B. Harm to the Parties

Respondent contends that she will be irreparably harmed if a stay is not granted because S.G.N. will be forced to leave the place that has been her home for most of her life. Respondent argues that she has no place to live and no means of supporting herself if she is required to return to Australia with S.G.N. Additionally, Respondent contends that Petitioner will not be harmed if a stay is granted because he has only had contact with S.G.N. via the internet since April 2009, and a stay would merely preserve the status quo.
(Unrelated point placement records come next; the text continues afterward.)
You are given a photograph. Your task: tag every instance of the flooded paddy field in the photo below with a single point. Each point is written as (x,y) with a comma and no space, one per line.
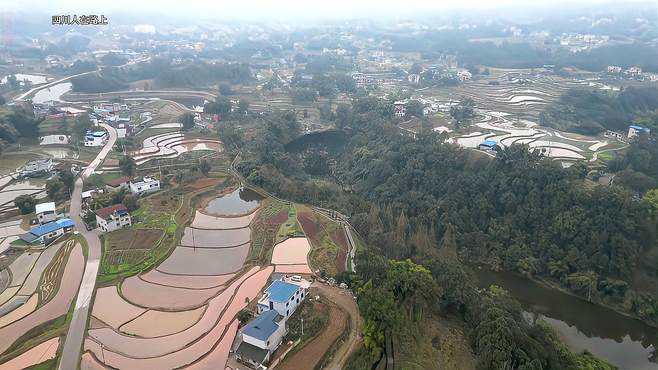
(182,313)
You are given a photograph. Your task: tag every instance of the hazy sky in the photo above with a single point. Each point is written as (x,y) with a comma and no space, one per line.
(270,9)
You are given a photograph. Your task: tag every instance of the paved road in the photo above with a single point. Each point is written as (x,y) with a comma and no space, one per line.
(49,84)
(344,300)
(73,344)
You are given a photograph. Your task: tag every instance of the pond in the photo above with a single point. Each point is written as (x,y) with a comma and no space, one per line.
(623,341)
(54,92)
(239,202)
(21,77)
(333,141)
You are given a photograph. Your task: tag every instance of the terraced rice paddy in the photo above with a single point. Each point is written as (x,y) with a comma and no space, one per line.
(182,313)
(171,145)
(509,104)
(238,202)
(55,307)
(36,355)
(504,131)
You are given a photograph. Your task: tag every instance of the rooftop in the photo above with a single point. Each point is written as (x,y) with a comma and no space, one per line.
(251,352)
(263,326)
(280,291)
(44,207)
(106,212)
(51,226)
(119,181)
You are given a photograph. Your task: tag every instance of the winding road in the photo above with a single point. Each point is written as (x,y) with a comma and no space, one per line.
(73,344)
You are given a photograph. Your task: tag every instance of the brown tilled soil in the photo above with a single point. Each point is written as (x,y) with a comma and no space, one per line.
(311,229)
(340,239)
(205,182)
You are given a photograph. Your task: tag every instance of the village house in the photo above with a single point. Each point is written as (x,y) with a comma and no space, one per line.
(614,135)
(400,108)
(488,145)
(281,296)
(37,167)
(47,232)
(260,338)
(113,218)
(118,183)
(144,185)
(46,212)
(54,140)
(96,138)
(635,130)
The Hague Convention makes it clear that "[a] removing parent must not be allowed to abduct a child and then-when brought to court-complain that the child has grown used to the surroundings to which they were abducted. Under the logic of the Convention, it is the abduction that causes the pangs of subsequent return." Friedrich v. Friedrich, 78 F.3d 1060, 1068 (6th Cir. 1996). Thus, Respondent caused any upset to S.G.N.'s life when she wrongfully removed S.G.N. from Australia and retained her in the United States. Respondent cannot now complaint that requiring her to return S.G.N. to Australia would be irreparable harm based on S.G.N.'s acclimatization to the United States. Moreover, the longer S.G.N. resides in the United States, the more traumatic it will be for her to have to return to Australia should Respondent not prevail on appeal. See Koch v. Koch, No. 05C1158, 2006 WL 503231, *1 (E.D. Wis. Feb. 27, 2006).
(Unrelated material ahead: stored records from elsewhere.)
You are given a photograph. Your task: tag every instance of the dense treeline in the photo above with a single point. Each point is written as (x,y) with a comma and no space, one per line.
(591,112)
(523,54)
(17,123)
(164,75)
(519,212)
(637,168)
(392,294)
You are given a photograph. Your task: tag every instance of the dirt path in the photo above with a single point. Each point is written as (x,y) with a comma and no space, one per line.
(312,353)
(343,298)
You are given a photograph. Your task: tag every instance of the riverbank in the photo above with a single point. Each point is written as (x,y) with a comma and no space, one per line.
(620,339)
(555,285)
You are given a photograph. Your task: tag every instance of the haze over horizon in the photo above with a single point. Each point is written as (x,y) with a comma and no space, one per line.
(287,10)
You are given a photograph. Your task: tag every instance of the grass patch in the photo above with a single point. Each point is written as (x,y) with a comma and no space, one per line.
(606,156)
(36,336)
Additionally, the Court finds Respondent's contention that Petitioner will not be harmed if a stay is granted to be meritless. Respondent fails to recognize that if the Court grants a stay, Petitioner will continue to suffer from the very harm that led to this lawsuit-the absence of S.G.N. from Petitioner's life. Due to Petitioner's military commitments in Australia, he is unable to frequently travel to the United States to visit S.G.N. Respondent's actions have already deprived Petitioner of nearly a year with his daughter. Every additional day that S.G.N. is wrongfully retained in the United States causes harm to the Petitioner. See Lieberman v. Tabachnik, No. 07-cv-02415-WYDBNB, 2008 WL 2357692, *4 (D. Colo. June 5, 2008); Wasniewski v. Grzelak-Johannsen, No. 5:06-cv-2548, 2007 WL 2462643, *7 (N.D. Ohio Aug. 27, 2007).

C. Public Interest

Finally, the public interest supports denial of the stay. The very purpose of the Hague Convention is "to secure the prompt return of children wrongfully removed to or retained in" a foreign jurisdiction. See Hague Convention, T.I.A.S. No. 11,670, 1343 U.N.T.S. 89 (1980). Entering a stay in this case would work against the purpose of the Convention and, therefore, against the public interest.

III. CONCLUSION

For the reasons set forth above, Respondent's Motion to Stay (Docket # 45) is DENIED.

SO ORDERED.

Dated at Portland, Maine, this 8th day of February 2010.